ホックを外してスカートを脱ぐ。暑かったのか忘れたのか、今日はスパッツを履いていなかったようで、黒い綿の生地が急に目に入ってどきりとした。
そのままブラウスを脱ぎ始める。後ろから見る限りだと、どうやら色は揃っているようだった。左腕の蚯蚓腫れには、いくつも新しい傷が刻まれている。昨日の昼間から夜にかけて、ひとりで、あるいは私の前で、さらには電話越しに、何度も何度も切りつけたものだ。
「とこも着替える?」
流愛は振り向いて私を見下ろすと、いたずらっぽく笑った。
「なんでよ。着替えとか、持ってきてないし」
「だから、私の服を着てみない? ってこと」
私だけ脱いでて、不公平だし。

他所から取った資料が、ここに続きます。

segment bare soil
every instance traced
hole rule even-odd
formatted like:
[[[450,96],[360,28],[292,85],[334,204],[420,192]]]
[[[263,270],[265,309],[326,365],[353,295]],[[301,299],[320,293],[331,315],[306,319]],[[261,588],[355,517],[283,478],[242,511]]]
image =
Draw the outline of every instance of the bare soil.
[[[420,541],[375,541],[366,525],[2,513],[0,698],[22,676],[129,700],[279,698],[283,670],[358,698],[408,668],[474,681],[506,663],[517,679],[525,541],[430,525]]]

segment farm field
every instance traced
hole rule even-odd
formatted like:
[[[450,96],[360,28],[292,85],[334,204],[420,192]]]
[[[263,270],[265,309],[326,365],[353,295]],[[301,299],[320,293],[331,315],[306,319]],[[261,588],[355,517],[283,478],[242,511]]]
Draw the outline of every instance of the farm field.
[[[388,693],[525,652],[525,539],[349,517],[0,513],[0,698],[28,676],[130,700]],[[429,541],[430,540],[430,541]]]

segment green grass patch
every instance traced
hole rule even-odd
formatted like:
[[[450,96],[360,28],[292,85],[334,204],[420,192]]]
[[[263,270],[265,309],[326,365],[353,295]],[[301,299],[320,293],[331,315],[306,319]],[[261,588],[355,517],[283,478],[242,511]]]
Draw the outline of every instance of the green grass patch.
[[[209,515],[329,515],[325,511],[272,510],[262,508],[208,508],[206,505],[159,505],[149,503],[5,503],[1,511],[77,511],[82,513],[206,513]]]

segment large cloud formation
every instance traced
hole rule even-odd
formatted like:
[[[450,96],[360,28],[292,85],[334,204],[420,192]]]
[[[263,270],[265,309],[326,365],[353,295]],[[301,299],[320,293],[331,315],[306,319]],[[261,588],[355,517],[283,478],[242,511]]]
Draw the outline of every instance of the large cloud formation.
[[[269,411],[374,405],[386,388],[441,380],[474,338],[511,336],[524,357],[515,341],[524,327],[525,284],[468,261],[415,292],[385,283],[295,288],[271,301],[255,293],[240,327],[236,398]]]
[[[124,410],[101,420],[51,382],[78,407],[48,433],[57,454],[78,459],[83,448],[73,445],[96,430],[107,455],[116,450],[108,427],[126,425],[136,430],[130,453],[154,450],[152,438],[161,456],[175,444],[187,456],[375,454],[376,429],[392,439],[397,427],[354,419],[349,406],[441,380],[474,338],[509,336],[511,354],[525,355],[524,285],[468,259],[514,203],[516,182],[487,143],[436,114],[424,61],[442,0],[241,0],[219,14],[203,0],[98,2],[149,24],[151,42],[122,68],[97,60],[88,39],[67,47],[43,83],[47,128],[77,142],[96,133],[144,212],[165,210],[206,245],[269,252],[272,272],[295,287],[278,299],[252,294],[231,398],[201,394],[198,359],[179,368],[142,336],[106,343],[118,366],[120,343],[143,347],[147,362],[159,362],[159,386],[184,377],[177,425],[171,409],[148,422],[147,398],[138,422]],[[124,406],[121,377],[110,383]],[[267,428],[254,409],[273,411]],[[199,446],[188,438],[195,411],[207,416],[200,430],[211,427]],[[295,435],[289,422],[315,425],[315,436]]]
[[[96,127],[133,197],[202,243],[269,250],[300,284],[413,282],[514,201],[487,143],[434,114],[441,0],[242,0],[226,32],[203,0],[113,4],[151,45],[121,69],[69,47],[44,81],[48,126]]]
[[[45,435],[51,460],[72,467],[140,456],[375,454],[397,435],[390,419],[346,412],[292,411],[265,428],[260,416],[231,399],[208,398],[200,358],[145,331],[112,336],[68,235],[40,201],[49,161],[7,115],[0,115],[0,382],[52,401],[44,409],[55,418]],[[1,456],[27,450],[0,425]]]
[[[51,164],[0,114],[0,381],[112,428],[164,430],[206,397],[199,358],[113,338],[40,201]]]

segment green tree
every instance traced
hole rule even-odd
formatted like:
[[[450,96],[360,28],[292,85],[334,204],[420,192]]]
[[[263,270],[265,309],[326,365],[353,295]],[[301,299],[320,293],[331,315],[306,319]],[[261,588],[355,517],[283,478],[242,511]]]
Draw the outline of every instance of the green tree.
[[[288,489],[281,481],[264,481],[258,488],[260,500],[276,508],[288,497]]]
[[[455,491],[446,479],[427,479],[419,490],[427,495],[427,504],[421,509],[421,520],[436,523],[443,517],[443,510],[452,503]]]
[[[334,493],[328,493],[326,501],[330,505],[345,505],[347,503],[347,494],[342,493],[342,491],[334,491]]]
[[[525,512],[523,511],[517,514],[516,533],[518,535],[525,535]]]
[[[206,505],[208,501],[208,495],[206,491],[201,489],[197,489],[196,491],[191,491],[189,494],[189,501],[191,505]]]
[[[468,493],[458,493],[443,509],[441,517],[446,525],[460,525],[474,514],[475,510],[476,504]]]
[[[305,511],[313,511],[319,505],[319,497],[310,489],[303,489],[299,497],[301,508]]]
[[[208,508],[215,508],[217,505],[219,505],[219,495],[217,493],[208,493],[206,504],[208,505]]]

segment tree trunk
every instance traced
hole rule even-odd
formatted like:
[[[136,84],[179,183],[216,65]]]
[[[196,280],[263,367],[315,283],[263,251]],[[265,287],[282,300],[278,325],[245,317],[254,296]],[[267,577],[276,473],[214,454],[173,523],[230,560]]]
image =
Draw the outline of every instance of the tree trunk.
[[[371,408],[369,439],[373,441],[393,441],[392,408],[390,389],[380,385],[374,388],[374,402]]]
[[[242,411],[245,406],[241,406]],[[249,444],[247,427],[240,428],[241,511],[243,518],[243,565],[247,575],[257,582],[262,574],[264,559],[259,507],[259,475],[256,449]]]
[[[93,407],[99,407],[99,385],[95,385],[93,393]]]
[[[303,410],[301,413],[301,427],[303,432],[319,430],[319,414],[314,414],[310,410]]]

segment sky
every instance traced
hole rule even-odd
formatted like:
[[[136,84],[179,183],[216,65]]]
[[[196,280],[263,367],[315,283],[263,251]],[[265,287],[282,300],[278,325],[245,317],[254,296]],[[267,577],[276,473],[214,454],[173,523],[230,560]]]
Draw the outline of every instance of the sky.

そう言って、流愛はクローゼットを開き、「これとか」、と凝った装飾のブラウスと吊りスカートを並べてみせた。
可愛い。
「……うん。着てみても、いいかな」
考えるよりさきに、ぼんやりとそう言った。流愛は鬼の首を取ったような笑みを浮かべる。
「じゃあ、脱がしてあげる」
「いや、自分で脱がせてよ」
文脈を無視すればいかにも変態じみたことを言いながら、私は流愛の後ろに回る。
流愛のは見たのに自分のは隠すというのも卑怯な気がするけれど、流愛のルックスの良さを目の当たりにしている手前、ここはさすがに気まずかった。
「脱いだ?」
「うん。服、もらえる?」
「いーよ」
言いながら、流愛はブラウスを持ってそのまま振り向いた。私はあわてて手を前に出す。
「ちょ、ちょっと……!」
「これボタンの位置がめんどくさいんだよね。着せてあげる」
にやにやと笑いながら流愛は私の背後に回った。やけにあっさり引き下がると思ったら、これが狙いか……! こんなことになるなら、言われるがまま脱がされておいたほうがダメージが少なかったかもしれない。
「はい、ばんざーい」
「………………」
中学生にもなって屈辱的な限りだったが、意地を張っても流愛の家に下着姿でいる時間が延びるだけなので、私は大人しく手を上げた。流愛の服が被せられて、一瞬、視界が塞がる。頭を出して、袖を通す。流愛の所有物が肌にべったりと触れていると思うと、かなり妙な気分になった。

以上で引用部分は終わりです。